When he pulled back, resting his forehead on hers, a smile stretching his mouth. A smile that was mirrored on Andromeda’s face…and in that moment she looked human. Someone whom was standing before the Gods and saying no, you will not defeat me. With Amon they seemed like an unbeatable pair.
“Here is the part where you say how much you love me,” he said teasingly.
She shoved his shoulder. “Don’t be petty. You already know I how I feel.”
“Do I?” He echoed coyly.
“I’m going back to sleep!” She declared and rolled over to her side, back to him.
He chuckled and got up from the cot, then walked out through a nearby doorway. Fay followed him outside the small stone house that sat atop a hill, a small clearing out in front and a horse grazing in a sectioned off pen to one side. He fed the horse, refilled the water and then wandered to the edge of the clearing where he sat on a rock. From it he looked out past the cliff’s edge and to the sprawling valley before him, running all the way to the glimmering ocean.
On that rock he seemed peaceful. If he shared Andromeda’s fears, he gave no sign. As Fay turned to go see Andromeda again Amon turned sharply on his rock.
“Who is there?”
Instinctively, Fay froze, then turned slowly. Amon was staring at something just off to the side of her. He shook his head fiercely and slapped his cheeks.
“Calm yourself. There is no one there,” he said to himself.
Fay froze. What – or whom – was he seeing? Or pretending not too, anyway?
Amon scrambled off his rock and started back towards the hut when dark smoke burst before him. Out of it, Hades appeared, clad in his armoured tunic and his infamous sword unsheathed, held firm in one hand. Amon glanced rapidly behind Hades to the hut, then back to him.
“You should go,” said Amon bravely.
“Do my ears deceive me? A mortal commanding me?”
“A mortal froze you solid and made you weak. I think we mortals are quite clever when we want to be,” said Amon.
“She did that, not you…and I am not here for her. You, however, are another story entirely,” said Hades with a cold smile as he took a step forward – and closed several feet in the process until he loomed over Amon. “I didn’t see it before. Andromeda shines so brightly she protected you. Did she see what you were? Or is she truly ignorant to what you are?”

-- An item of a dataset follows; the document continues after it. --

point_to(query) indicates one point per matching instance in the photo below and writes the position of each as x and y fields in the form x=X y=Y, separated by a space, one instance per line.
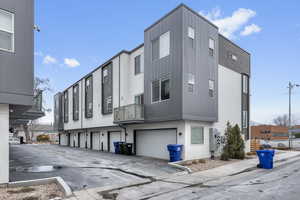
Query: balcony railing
x=133 y=113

Amon scowled. “I am a mortal man, nothing more.”
“As Andromeda is nothing but a mortal girl that Olympus cowers before,” said Hades with a laugh. “You I have to remove. A loose end that I missed all those years ago, though it is just as well you do not remember any of it.”
Behind Hades the door opened. Andromeda stepped out, one hand on her forehead, shielding her eyes as she yawned. In a flash Hades plunged his sword into Amon, leaning in close. Fay was at his side, hearing it all.
“See you in hell, brother.”
Behind him, Andromeda’s screams filled the air as Hades dissolved into smoke.